There has been an enormous growth in leisure time, both as the numbers of hours worked have declined, and as longevity has increased. People typically engage in those activities at the end of the day, not at the beginning. The importance of tourism as a domestic earner has been mentioned. According to one estimate, tourism earnings could increase by £3 billion were the Bill introduced. Mention has also been made of obesity, which was simply not an issue the last time that the House considered the matter. Were there a free vote on the Bill today, I believe that the outcome would be dramatically different from that of the free vote in 1970.
Perhaps the most important shift has been in concern about climate change. Again, 30 or 40 years ago, that was not right at the top of the agenda. All the studies show, however, that my hon. Friend’s Bill would lead to less peaking of demand, with important consequences for the capacity of generators. A 3 per cent. saving in energy consumption is a real contribution to meeting some of our environmental targets.
All the factors against the Bill have diminished in importance over the past 40 years. We have heard about postal workers, and my general observation is that post is delivered slightly later in the day now than 30 or 40 years ago. Of course, postal workers still have to get up in the dark, but more of their deliveries now take place later.
Mr. Beith: What is happening is that each postman is delivering to more areas. The right hon.
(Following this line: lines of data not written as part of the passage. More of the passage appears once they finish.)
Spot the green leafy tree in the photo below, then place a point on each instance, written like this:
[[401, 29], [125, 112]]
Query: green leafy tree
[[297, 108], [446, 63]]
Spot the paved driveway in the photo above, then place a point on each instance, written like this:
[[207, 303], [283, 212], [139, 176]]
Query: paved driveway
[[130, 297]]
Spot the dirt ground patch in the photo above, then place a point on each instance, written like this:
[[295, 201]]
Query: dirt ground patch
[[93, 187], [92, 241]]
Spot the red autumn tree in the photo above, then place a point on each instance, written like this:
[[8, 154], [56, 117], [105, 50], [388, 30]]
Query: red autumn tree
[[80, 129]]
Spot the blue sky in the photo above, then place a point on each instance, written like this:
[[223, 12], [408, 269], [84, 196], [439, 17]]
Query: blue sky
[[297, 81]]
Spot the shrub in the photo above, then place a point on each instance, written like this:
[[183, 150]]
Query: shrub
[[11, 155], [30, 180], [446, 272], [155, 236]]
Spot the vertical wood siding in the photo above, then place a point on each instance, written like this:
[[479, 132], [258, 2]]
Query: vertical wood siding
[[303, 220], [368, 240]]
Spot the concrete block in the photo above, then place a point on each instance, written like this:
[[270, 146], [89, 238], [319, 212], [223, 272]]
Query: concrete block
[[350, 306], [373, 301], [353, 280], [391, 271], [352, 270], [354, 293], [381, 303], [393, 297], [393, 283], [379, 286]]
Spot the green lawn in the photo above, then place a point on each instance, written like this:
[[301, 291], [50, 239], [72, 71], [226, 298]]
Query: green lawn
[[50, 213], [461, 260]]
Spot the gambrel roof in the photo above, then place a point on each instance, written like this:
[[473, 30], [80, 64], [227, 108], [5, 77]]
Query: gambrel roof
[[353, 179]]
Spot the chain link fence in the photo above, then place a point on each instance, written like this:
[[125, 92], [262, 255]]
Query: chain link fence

Gentleman’s post is later because, during the dark hours, the postman has delivered to a great many other places.
Sir George Young: I do not think that that contradicts my point that the centre of gravity of the delivery round is now later than it was 30 or 40 years ago.
The final factor that has changed in the past 30 or 40 years is devolution. I do not want to impose on the Scots a time regime with which they do not feel comfortable. I do not want the Scots to impose on England a time regime with which it does not feel comfortable. As I made clear a few moments ago, I would prefer one regime for the whole of the country, and I hope that that is the outcome.
On the Scottish position, the Library has found a paper from the Centre for Technology Management at Cambridge, which put it delicately:
“Many Scots remember the experiment from 1968 to 1971 as causing an increase in road accidents. Folk memory is at variance with the evidence…increased accidents in the morning were offset by a much greater reduction in the evening”.
“The available evidence is strongly in favour of Lord Tanlaw’s proposed Bill”,
which is the same as my hon. Friend’s.
I strongly hope that the House will support a pilot, which will enable us to get more conclusive, definitive evidence to allow us to take a step that should have been taken many years ago.